Après quelques frottements malencontreux contre deux cumulo-nimbus particulièrement abrasifs  le tapis volant de Tchang-Lu s’effilochait de façon dramatique et perdait de l’altitude.

Il allait falloir se poser en catastrophe. Mais où ?

Tchang-Lu scruta la mer avec angoisse.

Il y avait bien ce petit îlot, tout là-bas…

« Mayday ! Mayday ! grésilla la voix du commandant…perte de soie sur tout le fuselage…je répète : perte de soie sur tout le fuselage...tapis à tour de contrôle…demandons attapissage d’urgence…Je répète…»

Il n’y avait évidemment aucune tour de contrôle dans les parages et personne ne répondit à l’appel de détresse. Puis tout se passa très vite. Le tapis plongea vers le sol. Tchang-Lu se mit en boule et attendit l’impact…

Lorsqu’au bout d’un temps indéfini il se réveilla, il crut d’abord, comme il éprouvait beaucoup de mal à bouger, que son corps avait été effroyablement brisé. Heureusement il n’en était rien, il reposait en fait sur un monticule de petits fragments qu’il avait pris d’abord pour ses propres os éclatés en mille morceaux. Puis il comprit qu’il se trouvait en fait sur une montagne de minuscules débris de coquilles d’œufs qui avait probablement, et miraculeusement, amorti sa chute.

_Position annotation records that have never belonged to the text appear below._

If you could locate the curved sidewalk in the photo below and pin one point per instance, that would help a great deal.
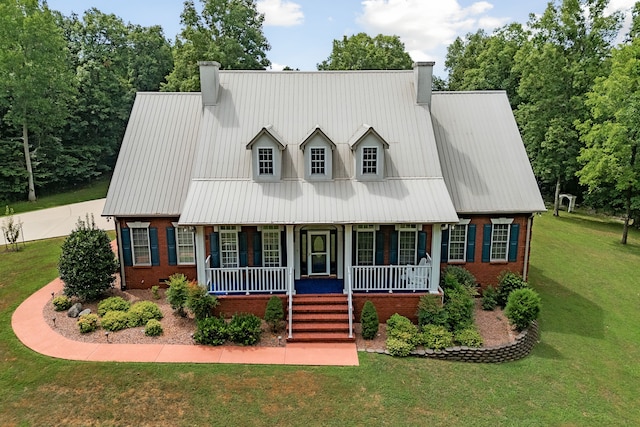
(30, 327)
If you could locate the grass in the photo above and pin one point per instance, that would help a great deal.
(95, 190)
(583, 372)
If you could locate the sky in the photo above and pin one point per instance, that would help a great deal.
(301, 32)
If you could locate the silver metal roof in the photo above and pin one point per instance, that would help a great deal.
(483, 159)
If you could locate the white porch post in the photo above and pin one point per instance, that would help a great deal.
(201, 256)
(436, 245)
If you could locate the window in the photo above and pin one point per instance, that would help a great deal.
(265, 161)
(317, 161)
(369, 160)
(140, 245)
(499, 242)
(185, 245)
(271, 246)
(228, 247)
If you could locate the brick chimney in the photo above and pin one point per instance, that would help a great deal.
(209, 82)
(423, 78)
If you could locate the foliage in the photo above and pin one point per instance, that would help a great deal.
(508, 281)
(431, 311)
(143, 311)
(87, 264)
(369, 321)
(153, 328)
(178, 292)
(115, 320)
(436, 337)
(489, 298)
(274, 313)
(61, 303)
(362, 52)
(469, 337)
(113, 304)
(523, 307)
(88, 323)
(199, 302)
(244, 328)
(211, 331)
(226, 31)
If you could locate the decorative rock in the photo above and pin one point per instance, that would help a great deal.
(75, 310)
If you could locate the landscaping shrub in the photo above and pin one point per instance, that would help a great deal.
(436, 337)
(61, 303)
(245, 328)
(199, 302)
(211, 331)
(115, 320)
(87, 264)
(469, 337)
(113, 304)
(431, 311)
(143, 311)
(88, 323)
(523, 307)
(153, 328)
(489, 298)
(508, 282)
(274, 314)
(369, 321)
(178, 292)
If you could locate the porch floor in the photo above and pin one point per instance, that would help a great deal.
(30, 327)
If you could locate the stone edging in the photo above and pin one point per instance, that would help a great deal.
(514, 350)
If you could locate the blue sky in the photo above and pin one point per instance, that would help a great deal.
(301, 31)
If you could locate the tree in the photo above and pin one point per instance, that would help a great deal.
(612, 134)
(34, 75)
(361, 52)
(558, 66)
(87, 264)
(227, 31)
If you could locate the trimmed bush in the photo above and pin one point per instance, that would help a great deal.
(523, 307)
(274, 314)
(469, 337)
(143, 311)
(431, 311)
(178, 293)
(88, 323)
(369, 321)
(436, 337)
(211, 331)
(115, 320)
(61, 303)
(489, 298)
(113, 304)
(153, 328)
(507, 283)
(245, 328)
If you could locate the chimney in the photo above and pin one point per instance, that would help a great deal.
(423, 76)
(209, 82)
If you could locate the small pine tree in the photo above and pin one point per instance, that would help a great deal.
(87, 264)
(369, 321)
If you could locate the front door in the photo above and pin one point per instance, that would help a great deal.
(318, 253)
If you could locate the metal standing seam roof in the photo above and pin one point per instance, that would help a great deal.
(482, 155)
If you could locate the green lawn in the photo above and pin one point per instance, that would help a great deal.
(585, 370)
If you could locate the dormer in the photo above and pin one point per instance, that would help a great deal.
(368, 149)
(318, 156)
(266, 155)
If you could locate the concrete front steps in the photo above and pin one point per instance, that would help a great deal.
(320, 318)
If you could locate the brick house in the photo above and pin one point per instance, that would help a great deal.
(357, 184)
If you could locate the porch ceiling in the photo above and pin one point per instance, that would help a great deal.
(420, 200)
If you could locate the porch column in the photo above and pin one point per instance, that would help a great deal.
(201, 256)
(436, 244)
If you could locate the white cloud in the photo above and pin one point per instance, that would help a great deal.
(280, 13)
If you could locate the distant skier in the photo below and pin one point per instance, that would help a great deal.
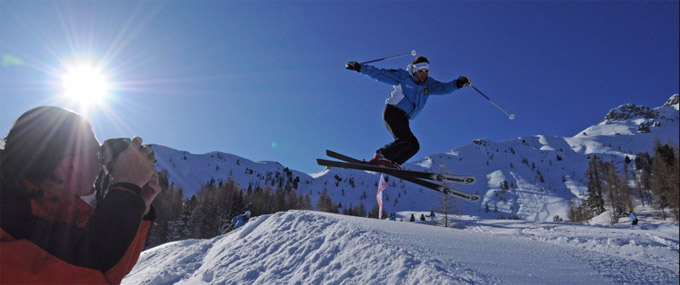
(633, 218)
(432, 215)
(241, 220)
(412, 88)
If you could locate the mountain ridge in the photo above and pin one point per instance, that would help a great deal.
(530, 177)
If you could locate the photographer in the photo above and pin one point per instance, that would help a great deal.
(48, 234)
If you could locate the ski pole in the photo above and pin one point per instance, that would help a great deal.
(413, 53)
(510, 116)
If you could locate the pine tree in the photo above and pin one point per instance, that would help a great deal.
(665, 181)
(595, 200)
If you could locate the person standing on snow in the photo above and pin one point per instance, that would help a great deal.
(633, 218)
(48, 234)
(412, 88)
(241, 220)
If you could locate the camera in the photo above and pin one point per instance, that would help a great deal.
(107, 158)
(116, 147)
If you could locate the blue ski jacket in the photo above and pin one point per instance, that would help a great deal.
(408, 95)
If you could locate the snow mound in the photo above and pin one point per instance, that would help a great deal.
(303, 247)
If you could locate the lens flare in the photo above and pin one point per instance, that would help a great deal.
(85, 85)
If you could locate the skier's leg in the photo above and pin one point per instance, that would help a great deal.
(402, 148)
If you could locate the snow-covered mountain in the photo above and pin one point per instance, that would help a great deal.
(531, 177)
(304, 247)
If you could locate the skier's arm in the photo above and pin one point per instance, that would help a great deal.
(440, 88)
(389, 76)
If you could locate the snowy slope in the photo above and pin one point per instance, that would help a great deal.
(303, 247)
(542, 173)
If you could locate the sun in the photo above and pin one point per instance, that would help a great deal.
(85, 85)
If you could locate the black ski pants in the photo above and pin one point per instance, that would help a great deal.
(405, 144)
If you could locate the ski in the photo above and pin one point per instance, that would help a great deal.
(463, 180)
(431, 185)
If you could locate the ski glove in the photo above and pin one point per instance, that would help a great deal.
(463, 82)
(353, 65)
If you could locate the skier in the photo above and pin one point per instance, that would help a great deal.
(411, 89)
(432, 215)
(633, 218)
(241, 220)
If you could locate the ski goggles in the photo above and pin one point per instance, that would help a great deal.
(420, 67)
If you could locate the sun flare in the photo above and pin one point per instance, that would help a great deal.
(85, 85)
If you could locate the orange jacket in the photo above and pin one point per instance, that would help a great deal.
(53, 238)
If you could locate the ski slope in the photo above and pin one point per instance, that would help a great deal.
(305, 247)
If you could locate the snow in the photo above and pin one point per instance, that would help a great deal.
(306, 247)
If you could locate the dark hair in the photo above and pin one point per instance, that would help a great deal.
(35, 145)
(420, 59)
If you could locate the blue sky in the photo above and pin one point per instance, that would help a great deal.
(266, 80)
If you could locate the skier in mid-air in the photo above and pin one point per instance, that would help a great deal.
(411, 89)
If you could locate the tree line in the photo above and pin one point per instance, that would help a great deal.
(652, 179)
(208, 213)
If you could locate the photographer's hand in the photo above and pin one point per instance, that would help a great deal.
(150, 191)
(134, 165)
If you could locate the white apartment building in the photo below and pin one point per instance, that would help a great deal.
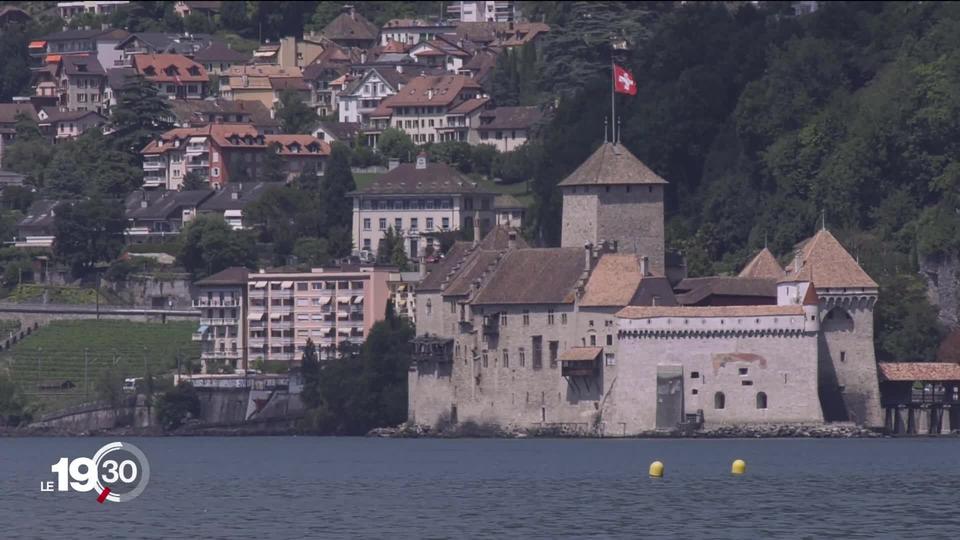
(418, 201)
(364, 94)
(482, 11)
(69, 10)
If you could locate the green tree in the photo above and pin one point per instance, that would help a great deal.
(30, 152)
(211, 245)
(177, 405)
(294, 114)
(15, 68)
(395, 143)
(141, 115)
(313, 252)
(337, 182)
(310, 369)
(88, 232)
(359, 393)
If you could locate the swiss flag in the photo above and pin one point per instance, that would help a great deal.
(623, 81)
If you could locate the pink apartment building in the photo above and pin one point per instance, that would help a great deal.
(278, 311)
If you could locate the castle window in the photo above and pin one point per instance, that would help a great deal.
(761, 400)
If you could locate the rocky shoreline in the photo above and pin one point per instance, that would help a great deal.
(764, 431)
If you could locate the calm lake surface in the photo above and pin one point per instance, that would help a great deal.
(306, 487)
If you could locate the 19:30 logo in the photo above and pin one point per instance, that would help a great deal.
(121, 478)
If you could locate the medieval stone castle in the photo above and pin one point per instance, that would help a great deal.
(604, 334)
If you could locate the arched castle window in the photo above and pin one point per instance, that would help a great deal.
(838, 320)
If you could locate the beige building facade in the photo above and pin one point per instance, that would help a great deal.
(592, 336)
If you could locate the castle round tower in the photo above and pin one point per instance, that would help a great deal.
(613, 196)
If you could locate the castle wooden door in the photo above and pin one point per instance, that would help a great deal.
(669, 396)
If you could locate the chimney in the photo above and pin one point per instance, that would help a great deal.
(476, 224)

S’il ne pouvait pas bouger, c’était parce qu’il était tout simplement ligoté, ficelé comme un saucisson, par un réseau de cordes et de ficelles qui le maintenaient étroitement lié à une multitude de petits poteaux solidement plantés dans le sol tout autour de lui.

« A votre avis cher collègue…gros-boutiste ou petit-boutiste ?...demanda une toute petite voix anxieuse près de son oreille droite.

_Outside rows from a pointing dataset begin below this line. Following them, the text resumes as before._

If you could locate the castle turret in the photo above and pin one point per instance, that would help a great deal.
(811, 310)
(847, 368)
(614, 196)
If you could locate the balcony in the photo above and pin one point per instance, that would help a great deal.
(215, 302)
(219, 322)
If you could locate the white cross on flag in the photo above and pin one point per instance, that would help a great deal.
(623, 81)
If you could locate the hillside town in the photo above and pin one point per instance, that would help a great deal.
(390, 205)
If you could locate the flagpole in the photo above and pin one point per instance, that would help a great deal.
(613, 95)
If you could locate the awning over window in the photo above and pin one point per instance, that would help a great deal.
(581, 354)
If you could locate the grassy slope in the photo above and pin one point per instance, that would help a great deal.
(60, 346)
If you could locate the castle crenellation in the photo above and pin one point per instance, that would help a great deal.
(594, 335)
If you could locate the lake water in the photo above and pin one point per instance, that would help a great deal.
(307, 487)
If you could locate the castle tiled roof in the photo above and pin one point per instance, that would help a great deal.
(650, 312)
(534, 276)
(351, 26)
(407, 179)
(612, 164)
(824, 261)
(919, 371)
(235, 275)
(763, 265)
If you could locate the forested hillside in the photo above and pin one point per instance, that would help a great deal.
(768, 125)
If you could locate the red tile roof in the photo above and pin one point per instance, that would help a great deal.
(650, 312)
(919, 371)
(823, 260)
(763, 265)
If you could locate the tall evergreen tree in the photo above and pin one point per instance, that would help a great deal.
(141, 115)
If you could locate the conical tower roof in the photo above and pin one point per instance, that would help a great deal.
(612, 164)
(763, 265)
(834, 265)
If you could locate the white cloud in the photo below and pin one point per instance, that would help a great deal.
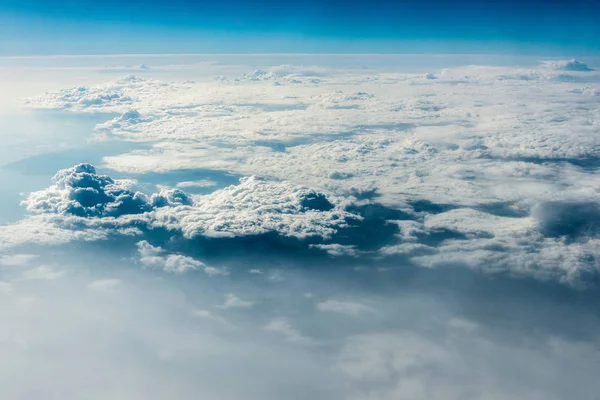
(103, 285)
(233, 301)
(43, 272)
(155, 257)
(285, 328)
(350, 308)
(17, 260)
(481, 145)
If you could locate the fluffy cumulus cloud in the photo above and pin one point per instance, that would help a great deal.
(347, 219)
(82, 200)
(493, 168)
(153, 256)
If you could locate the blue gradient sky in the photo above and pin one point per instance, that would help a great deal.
(235, 26)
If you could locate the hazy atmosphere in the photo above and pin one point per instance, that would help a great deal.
(414, 217)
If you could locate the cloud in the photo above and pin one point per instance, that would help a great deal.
(232, 301)
(103, 285)
(284, 327)
(153, 256)
(43, 272)
(466, 161)
(114, 96)
(567, 65)
(349, 308)
(17, 260)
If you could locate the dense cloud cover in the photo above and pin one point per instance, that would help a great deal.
(307, 232)
(495, 176)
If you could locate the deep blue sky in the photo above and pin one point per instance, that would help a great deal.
(265, 26)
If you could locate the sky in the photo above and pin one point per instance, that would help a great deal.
(283, 225)
(268, 26)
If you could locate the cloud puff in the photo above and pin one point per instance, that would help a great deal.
(153, 256)
(233, 301)
(104, 285)
(285, 328)
(567, 65)
(484, 167)
(349, 308)
(115, 96)
(256, 207)
(253, 207)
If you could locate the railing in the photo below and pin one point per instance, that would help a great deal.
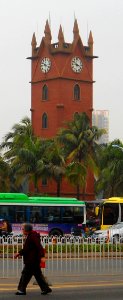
(65, 255)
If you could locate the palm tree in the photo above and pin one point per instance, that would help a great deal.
(4, 176)
(22, 152)
(79, 142)
(110, 180)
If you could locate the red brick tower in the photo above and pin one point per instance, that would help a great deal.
(61, 85)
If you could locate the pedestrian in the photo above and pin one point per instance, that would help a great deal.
(5, 228)
(32, 253)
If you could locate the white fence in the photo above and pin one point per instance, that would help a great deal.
(66, 255)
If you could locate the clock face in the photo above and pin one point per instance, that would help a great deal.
(45, 65)
(76, 64)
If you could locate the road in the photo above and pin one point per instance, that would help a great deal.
(94, 288)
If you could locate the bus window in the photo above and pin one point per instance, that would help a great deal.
(122, 212)
(52, 214)
(110, 213)
(67, 214)
(78, 215)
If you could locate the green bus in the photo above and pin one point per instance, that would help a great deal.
(49, 215)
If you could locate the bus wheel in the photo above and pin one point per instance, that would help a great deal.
(55, 232)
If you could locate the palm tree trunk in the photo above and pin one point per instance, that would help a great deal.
(78, 191)
(58, 188)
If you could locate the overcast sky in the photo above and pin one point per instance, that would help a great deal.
(20, 18)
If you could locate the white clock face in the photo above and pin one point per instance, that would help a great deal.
(45, 65)
(76, 64)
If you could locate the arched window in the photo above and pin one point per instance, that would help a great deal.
(76, 115)
(45, 92)
(76, 92)
(44, 121)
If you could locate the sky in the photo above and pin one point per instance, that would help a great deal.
(20, 18)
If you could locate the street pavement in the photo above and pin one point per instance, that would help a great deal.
(97, 287)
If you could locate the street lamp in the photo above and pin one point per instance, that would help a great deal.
(117, 146)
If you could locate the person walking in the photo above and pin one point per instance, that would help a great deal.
(32, 253)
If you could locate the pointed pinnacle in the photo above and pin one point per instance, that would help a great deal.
(61, 35)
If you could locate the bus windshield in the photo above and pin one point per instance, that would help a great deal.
(49, 215)
(110, 212)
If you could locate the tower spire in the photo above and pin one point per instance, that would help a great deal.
(33, 43)
(47, 33)
(90, 42)
(60, 36)
(75, 30)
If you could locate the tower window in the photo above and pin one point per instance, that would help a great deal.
(45, 92)
(44, 181)
(76, 92)
(44, 121)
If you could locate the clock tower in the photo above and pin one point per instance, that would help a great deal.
(61, 85)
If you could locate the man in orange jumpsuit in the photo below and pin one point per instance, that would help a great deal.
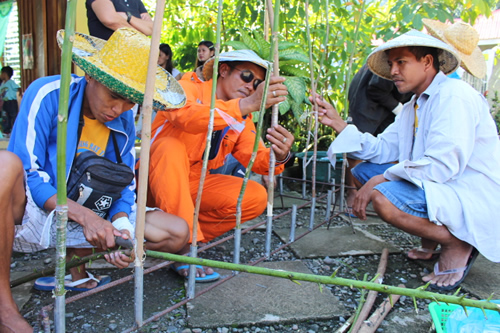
(179, 139)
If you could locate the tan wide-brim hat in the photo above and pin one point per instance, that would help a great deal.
(121, 64)
(238, 55)
(463, 38)
(448, 57)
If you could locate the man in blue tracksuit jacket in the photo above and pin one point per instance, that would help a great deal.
(103, 99)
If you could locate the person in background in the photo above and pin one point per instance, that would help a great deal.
(8, 92)
(106, 16)
(445, 185)
(374, 102)
(165, 61)
(206, 50)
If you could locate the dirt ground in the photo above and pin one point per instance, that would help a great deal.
(113, 309)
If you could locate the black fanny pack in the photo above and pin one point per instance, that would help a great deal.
(96, 182)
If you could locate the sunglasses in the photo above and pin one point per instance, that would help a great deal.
(247, 76)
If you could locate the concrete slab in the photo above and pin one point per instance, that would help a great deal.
(335, 241)
(235, 301)
(397, 322)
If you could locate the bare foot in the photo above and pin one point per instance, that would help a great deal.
(351, 194)
(452, 257)
(422, 253)
(426, 252)
(13, 322)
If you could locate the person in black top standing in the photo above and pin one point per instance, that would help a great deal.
(105, 16)
(374, 102)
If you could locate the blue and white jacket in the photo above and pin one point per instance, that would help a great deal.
(34, 138)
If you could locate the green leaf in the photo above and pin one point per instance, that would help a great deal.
(441, 16)
(296, 109)
(295, 56)
(292, 70)
(237, 45)
(264, 45)
(417, 22)
(296, 88)
(249, 41)
(431, 12)
(283, 45)
(283, 107)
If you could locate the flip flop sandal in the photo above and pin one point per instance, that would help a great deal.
(207, 278)
(464, 269)
(434, 256)
(48, 283)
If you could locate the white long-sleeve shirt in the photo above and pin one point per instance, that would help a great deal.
(455, 158)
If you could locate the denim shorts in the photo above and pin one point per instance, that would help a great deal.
(406, 196)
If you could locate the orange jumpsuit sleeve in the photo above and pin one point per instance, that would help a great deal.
(195, 115)
(243, 148)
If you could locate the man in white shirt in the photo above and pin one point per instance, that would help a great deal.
(446, 184)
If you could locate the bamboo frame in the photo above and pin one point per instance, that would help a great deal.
(147, 109)
(193, 250)
(62, 200)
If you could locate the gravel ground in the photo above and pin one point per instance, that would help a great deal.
(113, 311)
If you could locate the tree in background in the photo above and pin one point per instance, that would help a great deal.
(354, 28)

« Ma foi, répondit une autre toute petite voix près de son oreille gauche, je n’en sais fichtre rien cher collègue ! Tout cela est bien fâcheux, vous en conviendrez ! Qu’est-ce qu’on va bien pouvoir faire de ces deux mastodontes ?... »

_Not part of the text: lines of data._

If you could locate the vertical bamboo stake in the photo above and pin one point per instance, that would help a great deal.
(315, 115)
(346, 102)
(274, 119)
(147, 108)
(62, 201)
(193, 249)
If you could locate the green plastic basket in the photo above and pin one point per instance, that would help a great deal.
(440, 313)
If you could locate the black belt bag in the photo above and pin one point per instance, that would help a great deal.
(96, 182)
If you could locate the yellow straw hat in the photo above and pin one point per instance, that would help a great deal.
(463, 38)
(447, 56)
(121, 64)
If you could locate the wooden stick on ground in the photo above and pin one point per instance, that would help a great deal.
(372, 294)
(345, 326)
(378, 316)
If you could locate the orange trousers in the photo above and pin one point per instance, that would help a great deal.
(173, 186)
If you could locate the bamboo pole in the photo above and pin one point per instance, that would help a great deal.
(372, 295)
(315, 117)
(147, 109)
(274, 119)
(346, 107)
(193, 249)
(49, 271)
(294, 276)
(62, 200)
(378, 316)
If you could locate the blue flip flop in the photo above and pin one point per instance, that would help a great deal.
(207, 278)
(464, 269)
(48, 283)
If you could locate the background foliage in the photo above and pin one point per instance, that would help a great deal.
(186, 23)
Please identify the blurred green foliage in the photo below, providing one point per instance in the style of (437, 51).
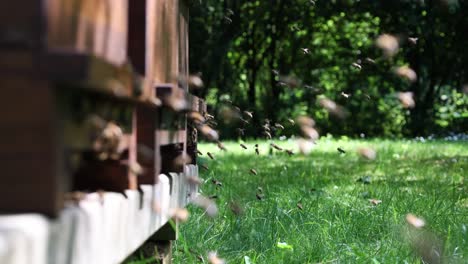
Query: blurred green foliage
(245, 49)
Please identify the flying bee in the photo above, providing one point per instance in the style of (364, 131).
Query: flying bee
(406, 99)
(369, 60)
(367, 153)
(179, 214)
(413, 41)
(305, 121)
(267, 134)
(206, 204)
(299, 205)
(214, 259)
(194, 180)
(241, 132)
(248, 114)
(406, 73)
(388, 44)
(210, 155)
(310, 133)
(276, 147)
(244, 121)
(135, 168)
(279, 126)
(208, 132)
(415, 221)
(221, 146)
(196, 117)
(260, 196)
(182, 159)
(356, 65)
(236, 208)
(208, 116)
(228, 19)
(217, 183)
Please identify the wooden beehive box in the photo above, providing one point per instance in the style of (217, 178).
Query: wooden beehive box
(62, 62)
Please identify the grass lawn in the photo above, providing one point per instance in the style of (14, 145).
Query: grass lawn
(334, 222)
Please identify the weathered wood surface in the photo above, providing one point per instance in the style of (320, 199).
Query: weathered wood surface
(108, 57)
(101, 228)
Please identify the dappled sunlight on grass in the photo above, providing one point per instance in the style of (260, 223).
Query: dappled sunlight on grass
(320, 205)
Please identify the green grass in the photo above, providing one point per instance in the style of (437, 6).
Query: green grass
(338, 224)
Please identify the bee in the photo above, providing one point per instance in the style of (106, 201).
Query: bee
(196, 117)
(248, 114)
(236, 208)
(276, 147)
(333, 108)
(208, 132)
(305, 121)
(221, 146)
(208, 116)
(415, 221)
(228, 19)
(310, 133)
(369, 60)
(345, 95)
(244, 121)
(356, 65)
(279, 126)
(259, 196)
(180, 214)
(388, 44)
(299, 205)
(135, 168)
(367, 153)
(240, 131)
(194, 180)
(413, 41)
(210, 155)
(406, 73)
(406, 99)
(206, 204)
(217, 183)
(214, 259)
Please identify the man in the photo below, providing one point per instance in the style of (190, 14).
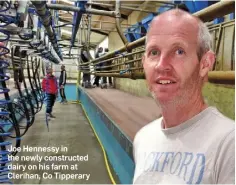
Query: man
(108, 68)
(86, 76)
(19, 65)
(191, 143)
(62, 83)
(97, 66)
(50, 87)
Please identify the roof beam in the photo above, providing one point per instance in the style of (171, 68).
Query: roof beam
(123, 16)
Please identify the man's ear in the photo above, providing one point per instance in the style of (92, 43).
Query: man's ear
(207, 63)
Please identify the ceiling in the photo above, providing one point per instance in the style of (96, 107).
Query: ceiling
(101, 26)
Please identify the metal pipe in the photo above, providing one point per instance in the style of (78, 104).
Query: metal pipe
(216, 10)
(77, 17)
(119, 30)
(137, 9)
(210, 11)
(77, 9)
(213, 75)
(46, 18)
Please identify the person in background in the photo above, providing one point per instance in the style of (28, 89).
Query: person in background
(192, 143)
(4, 57)
(62, 83)
(86, 76)
(50, 88)
(97, 78)
(19, 65)
(108, 63)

Tchang-Lu ne pouvait pas non plus tourner la tête mais il put, du coin des yeux, voir à qui appartenait ces petites voix sentencieuses. Il s’agissait de minuscules personnages attifés à l’ancienne mode européenne et coiffés de perruques poudrées.

Ces individus n’étaient pas seuls. Toute une foule de tous petits êtres l’entourait et le dévisageait comme s’il était un phénomène de foire, ce qui apparemment était le cas. Certains riaient en le montrant du doigt, d’autres encore plus petits, des enfants sûrement, se cachaient le visage de peur, d’autres encore lui jetaient ce qui lui semblait être des poussières de cacahuètes. En première ligne, tout contre lui, une escouade de gardes solidement armés repoussait les plus téméraires qui tentaient de  lui grimper dessus.

 Les voix sentencieuses reprirent.

« Et si nous lui posions la question, cher confrère ?

« Tout à fait, tout à fait, cher confrère, la question doit lui être posée !

L’un des deux personnages saisit alors un porte-voix, mais avant qu’il ait pu prononcer sa fameuse question, une autre voix, beaucoup plus grave, et pour tout dire d’une tonalité normale, s’éleva derrière Tchang-Lu.

« Bien le bonjour camarade ! C’est gentil de me rendre visite…je commençais à me sentir un peu seul sur cette île…enfin, seul, vous m’avez compris…parfois il vaut mieux être grandement seul que mal et petitement accompagné… »

Un grognement de réprobation s’éleva de la foule et toute sorte de projectiles fut lancée sur l’homme qui parlait ainsi et qui était, de la même façon que Tchang-Lu, solidement attaché au sol.

«Plus on est petit, moins on aime être contrarié, il faudra vous y faire. Tout est question d’habitude n’est-ce pas, continua l’homme, et de relativité, et de trigonométrie si on a, comme moi, l’esprit scientifique…mais…veuillez me pardonner, je manque à tous mes devoirs d’hôte, même d’hôte entravé, je ne vous ai pas encore fait les honneurs du propriétaire, et bien que les vrais propriétaires du lieu ne mesurent pas plus de six pouces, il est bon que vous sachiez à qui vous avez affaire. D’ailleurs moi-même je ne me suis pas encore présenté...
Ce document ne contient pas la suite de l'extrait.